Vaccination with F. gigantica CatB2 and CatB3 in mice caused the total IgG to increase significantly after 2 weeks post-immunization and was maintained at high levels after infection with metacercariae until termination at 4 weeks (Chantree et al. 2013). Similar results were also obtained for vaccination with recombinant rproFgCatL1H (Sansri et al. 2015). The level of IgG in F. gigantica cathepsin vaccinations was found to be IgG1 dominant, indicating the Th2 response (Chantree et al. 2013; Sansri et al. 2015). There was a strong negative correlation between the levels of total IgG and the numbers of worm recoveries (Chantree et al. 2013: Sansri et al. 2015).
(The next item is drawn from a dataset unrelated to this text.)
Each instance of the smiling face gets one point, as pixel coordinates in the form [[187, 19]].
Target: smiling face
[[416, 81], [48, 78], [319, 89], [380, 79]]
However, vaccination of calves with adult-specific cathepsin L1 of F. hepatica revealed a significant increase of both IgG1 and IgG2 levels during the entire experimental period from immunization to infection (Golden et al. 2010), whereas immunization in rats with F. hepatica cathepsin L elicited a higher level of IgG2a than IgG1 responses (Bentancor et al. 2002).
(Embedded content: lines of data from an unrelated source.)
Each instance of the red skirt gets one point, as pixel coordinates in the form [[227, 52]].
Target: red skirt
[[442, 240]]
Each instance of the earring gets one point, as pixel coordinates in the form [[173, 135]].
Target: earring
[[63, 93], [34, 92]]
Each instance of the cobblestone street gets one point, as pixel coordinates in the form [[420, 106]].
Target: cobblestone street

In mice, vaccinations with cathepsins B and L of F. hepatica and F. gigantica reduced the liver damage as indicated by decreased histopathology and the levels of liver enzymes including aspartate aminotransferase (AST), alanine transaminase (ALT), and gamma glutamyl transferase (GGT) (Jayaraj et al. 2009; Sansri et al. 2015). Similar results were also found in sheep vaccinated with adult-specific F. hepatica cathepsin Ls (Piacenza et al. 1999). These results indicated that Fasciola vaccines using cathepsin proteases are feasible and safe in experimental animals and could be considered for use in large animals and humans upon further testing.

Conclusion

Isotype-specific cathepsins B and L are highly expressed in juvenile Fasciola spp. Apart from sequence difference from adult-specific cathepsins, their biochemical and physiological characteristics are also different from the adult isotypes and they may play major roles in the invasion and migration in the host’s tissues. Therefore, these juvenile cathepsins could be developed as vaccines that may block the invasion of the newly excysted and the migration of early juvenile parasites through the host intestinal wall and within the host liver, as well as killing them, resulting in a strong protection against fasciolosis, as has been reported in experimental animals. Furthermore, combining juvenile-specific with adult-specific cathepsins into candidate vaccines that may confer even better protection should be the focus of future studies.